Material and Methods
CIRS 3D phantom and Wood slabs
In this experimental study, the dynamic thorax phantom (CIRS model 008A; Computerized Imaging Reference Systems Inc., Norfolk, VA, USA) was used to investigate the dosimetry methodology in sophisticated radiation-therapeutic interventions, such as Intensity Modulated Radiation Therapy (IMRT), and Volumetric Modulated arc Therapy (VMAT). Both lungs (right and left) with Hounsfield Unit (HU) -700 were included in the Computerized Imaging Reference System (CIRS) phantom that simulates a human thorax in a medical environment. A hollow cavity (cylindrical) for the entire thorax in the left lung is provided, which could hold various and beneficial inserts for a variety of dose test instruments. In this study, two types of inserts were used: 1) lung inserts, which are made of a cylindrical rod with the same density and material as the two lung structures and 2) a bespoke wood cylinder constructed of Ficus racemosa wood slabs (commonly recognized as Goolar in India) [Figure 1a and b].
A suitable material with the same lung density was used as a lung insert to assess the influence of heterogeneity on the radiation beam while traversing the various density materials. The use of handmade wood slabs (Ficus racemosa wood slabs) was used to mimic the inhomogeneity found in real human lungs. An empty space-like wood slab cylindrical (insert) of the same dimension (radius 3.7 cm) was employed, made of wood slabs of variable widths with about the same thickness (along the middle line) to simulate lung equivalent inhomogeneity. The wood cylinder was inserted into the hollow space provided in the thorax phantom [Figure 1b (I) and (II)].
Dosimetry Films
Gafchromic EBT®3 films were employed as detectors, and evaluated by the Verisoft computer software Version 4.2.1 from PTW, Freiberg, Germany. While scanning the films, flatbed scanners (EPSON A3 Transparency Unit Model: EU-88, Japan) using 200 dpi spatial resolution oriented in landscape orientation were used with the transparent mode [ 10 , 11 ]. Both the scanner and the films were calibrated according to standard protocol. Films were typically cut in landscape layout and labelled for scan assessment.

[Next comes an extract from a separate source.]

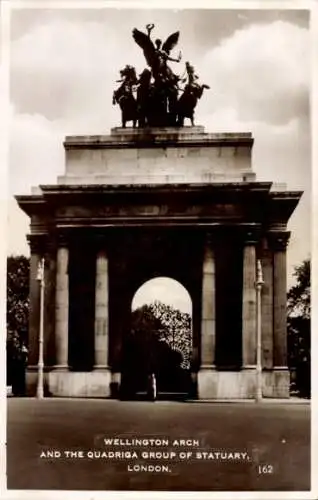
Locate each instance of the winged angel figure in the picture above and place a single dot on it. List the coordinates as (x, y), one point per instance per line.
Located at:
(157, 54)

Delineation of the target volume and the organs at risk
Organ images and tumor volumes were generated by 3D computed tomography, including the tissue details in Computed Tomography (CT) numbers. The CT images were used with a slice thickness of 1.5 mm using a helical 16-slice scanner (Somatom Sensation, Siemens, Germany) for actual patients. Gross Tumor Volume (GTV) contouring was done using Monaco SIM for tumor 0.5 cm uniform margins were added to the GTV to delineate the Planning Target Volume (PTV). The organ at risk (OAR), such as total lung and heart and spinal cord (SC) was delineated on Monaco (Version: 5.11.03) contouring workstation. Planning risk volume (PRV) was created (5 mm uniform margin to SC).
Planning with TPS
The Monaco sim system transferred contoured CT images to the Monaco planning (Elekta Medical Systems, Version: 5.11.03, Crawly, UK) workstation. The various types of plans with different algorithms were generated prior to accepting for implementation on the high energy Medical linear accelerator (Infinity; Elekta Medical Systems, Crawly, UK) with 6 MV photons and which is equipped with Multi Leaf Collimator (MLC) and Cone beam CT (CBCT) and 6D controlled couch. With a prescribed dose of 50.4 Gy, the fractionation scheme was 1.8 Gy per fraction, and all of the plans were 28 fractions. For OAR planning, the dose parameters were V20<20%, V30<12%, and a mean dose of <20 Gy for the heart and both lungs. The dose threshold for the spinal cord was fixed at 45 Gy. CBCT or portal images were acquired and matched into reference images to check the accuracy of orientation. After position verification, different plans were generated, and the dose for each plan was evaluated using Gafchromic films inserted in the CIRS 3D phantom (tissue volume). On TPS, these measured dose values might well be compared to dose values planned. The dose measured and TPS data was compared to determine the efficacy of the ideally appropriate algorithm for heterogeneous environments. The investigation would find a correlation between the doses planned and received by the medium. The Monte Carlo Algorithm (MCA) and Pencil Beam Algorithm (PBA), which could perform IMRT and VMAT, were utilized for the treatment plans.
VMAT Planning
Each VMAT plan was designed with dual arcs (2A) with a start-stop angle of 180-180 degrees (30-degree arc) delivered anticlockwise with 0-180 degrees (30-degree arc) delivered clockwise to ensure whether PTV was covered by at least 95% of the prescribed dose. All plans were developed with the Monaco TPS, which used a changing dose rate with the gantry’s increment angle at 30 degrees. All contouring structures were sent to the TPS (Monaco). The treatment delivery strategy to generate the treatment plan was dynamic conformal arcs. In the present study, the photon beam energy was 6 MV. Sequential factors, 200 control points per arc, 0.50 cm minimal segmentation width, and medium fluence smoothing were used to optimize all plans. The parameters were computed at 0.3 cm grid spacing and 1.0 percent statistical deviation. PBA and MCA were used to optimize the designs, and the dose was determined in the target volume.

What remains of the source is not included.